358 Risk Stratification of Laboratory Developed Tests—Application of New York State Department of Health Criteria

Risk stratification of laboratory developed tests (LDTs) has been proposed as a fundamental component in their regulatory oversight. Few LDT regulatory proposals, however, include examples of stratification for common and/or esoteric tests. We recently conducted a risk stratification exercise, attempting to classify representative LDTs using separate stratification methods proposed by the Food and Drug Administration and three professional organizations. As the New York State Department of Health (NYDOH) has recently implemented rules for regulating LDTs that include risk stratification criteria, the objective of the present study was to apply NYDOH LDT risk stratification criteria to the same four representative LDTs, and evaluate NYDOH criteria for overall ease of use, clarity, and stratification outcome.

Four representative LDTs (BCR-ABL1 mutation by next generation sequencing, serotonin release assay, cytomegalovirus by quantitative PCR, and ERBB2 [Her2] by immunohistochemistry) were selected to represent a variety of methodologies and clinical applications. A risk stratification exercise was conducted applying NYDOH criteria to these four tests. NYDOH criteria include determination of 1) whether a methodology is “well-established,” b) whether information is a “key determinant” in clinical care, and c) whether an incorrect result would have a “high impact.”
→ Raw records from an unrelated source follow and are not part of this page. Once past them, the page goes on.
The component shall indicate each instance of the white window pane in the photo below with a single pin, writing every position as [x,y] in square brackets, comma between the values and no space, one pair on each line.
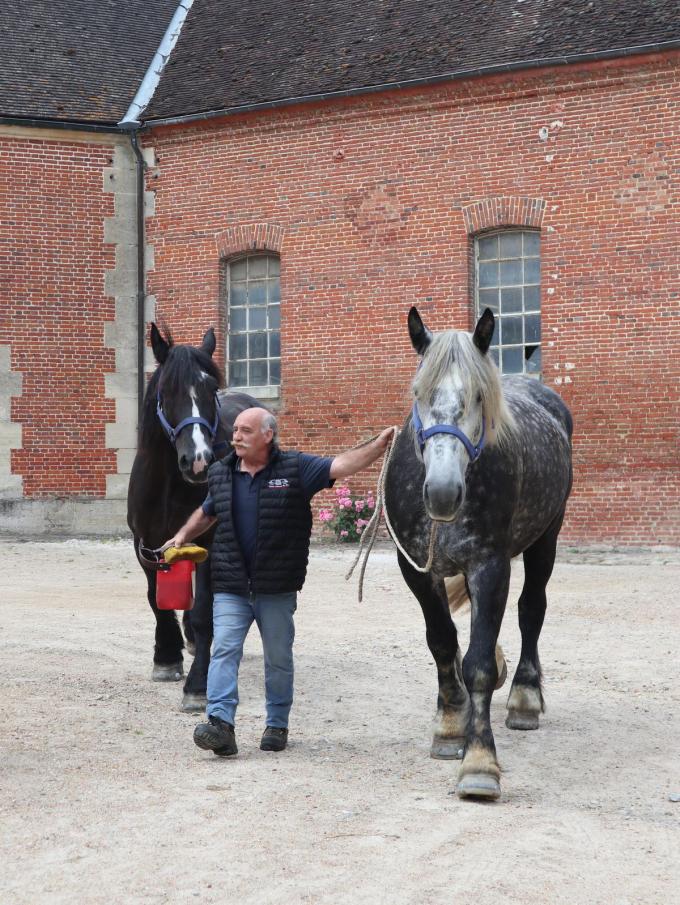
[488,298]
[273,292]
[511,300]
[511,245]
[237,346]
[532,298]
[511,330]
[488,275]
[237,319]
[257,266]
[532,328]
[511,273]
[532,270]
[257,293]
[513,360]
[532,244]
[238,372]
[257,318]
[533,359]
[488,247]
[257,345]
[238,270]
[274,317]
[258,373]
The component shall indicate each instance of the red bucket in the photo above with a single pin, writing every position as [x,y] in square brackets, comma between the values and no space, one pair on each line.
[174,586]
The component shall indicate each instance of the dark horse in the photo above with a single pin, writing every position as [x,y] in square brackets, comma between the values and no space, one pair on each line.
[485,462]
[186,423]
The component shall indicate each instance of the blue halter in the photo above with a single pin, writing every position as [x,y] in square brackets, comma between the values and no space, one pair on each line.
[173,432]
[422,435]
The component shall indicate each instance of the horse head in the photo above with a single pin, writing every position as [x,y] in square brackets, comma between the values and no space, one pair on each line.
[186,401]
[456,396]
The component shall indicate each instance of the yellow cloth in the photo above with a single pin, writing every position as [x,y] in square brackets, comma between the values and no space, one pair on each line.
[187,551]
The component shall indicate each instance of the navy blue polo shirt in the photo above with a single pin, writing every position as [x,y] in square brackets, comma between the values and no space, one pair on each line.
[314,476]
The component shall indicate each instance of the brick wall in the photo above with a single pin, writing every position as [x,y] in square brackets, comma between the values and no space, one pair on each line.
[371,202]
[52,264]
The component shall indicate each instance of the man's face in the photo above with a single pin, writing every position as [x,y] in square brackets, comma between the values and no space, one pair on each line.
[249,440]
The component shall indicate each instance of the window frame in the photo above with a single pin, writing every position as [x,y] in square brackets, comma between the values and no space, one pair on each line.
[529,312]
[268,391]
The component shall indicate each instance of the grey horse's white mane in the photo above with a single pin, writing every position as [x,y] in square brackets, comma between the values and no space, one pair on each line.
[478,373]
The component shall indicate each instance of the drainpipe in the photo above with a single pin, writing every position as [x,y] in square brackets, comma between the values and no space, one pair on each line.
[141,272]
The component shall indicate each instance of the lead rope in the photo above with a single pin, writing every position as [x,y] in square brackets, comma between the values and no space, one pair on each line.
[370,532]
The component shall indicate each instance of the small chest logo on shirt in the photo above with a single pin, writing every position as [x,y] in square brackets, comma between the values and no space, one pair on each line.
[278,482]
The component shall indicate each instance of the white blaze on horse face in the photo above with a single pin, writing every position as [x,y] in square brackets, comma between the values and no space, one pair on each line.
[202,450]
[445,456]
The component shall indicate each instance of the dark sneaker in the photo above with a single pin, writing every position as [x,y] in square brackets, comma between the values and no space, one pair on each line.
[274,739]
[216,735]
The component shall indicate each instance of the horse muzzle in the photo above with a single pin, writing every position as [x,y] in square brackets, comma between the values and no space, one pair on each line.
[194,468]
[442,501]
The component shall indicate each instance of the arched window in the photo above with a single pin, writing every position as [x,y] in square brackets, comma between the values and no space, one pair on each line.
[254,323]
[507,280]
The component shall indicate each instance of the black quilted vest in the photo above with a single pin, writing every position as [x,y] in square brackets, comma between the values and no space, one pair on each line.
[284,527]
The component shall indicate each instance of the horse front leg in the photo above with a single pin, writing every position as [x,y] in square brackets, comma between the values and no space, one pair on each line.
[525,701]
[195,687]
[488,584]
[442,639]
[167,656]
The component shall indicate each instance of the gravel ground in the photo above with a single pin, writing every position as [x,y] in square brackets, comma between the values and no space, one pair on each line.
[105,798]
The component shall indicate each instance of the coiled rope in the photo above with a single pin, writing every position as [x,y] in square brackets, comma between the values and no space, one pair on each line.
[370,532]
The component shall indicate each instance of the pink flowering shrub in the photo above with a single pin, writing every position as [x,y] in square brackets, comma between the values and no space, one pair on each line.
[349,514]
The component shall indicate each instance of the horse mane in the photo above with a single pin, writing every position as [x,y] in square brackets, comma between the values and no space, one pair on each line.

In this evaluation, all four tests were classified as moderate risk using NYDOH criteria, as all tests used “well-established” methodologies, are “key determinants,” and would have “high impact” on patient care if an incorrect result were reported. Criteria were in general clearly defined and relatively easy to apply.

Characterization of a methodology as “well-established” precludes any LDT from being considered high risk in the NYDOH stratification criteria. Characterization of “key determinant” and “impact” were somewhat subjective, as they may also relate to overall clinical management, which varies by provider and clinical context.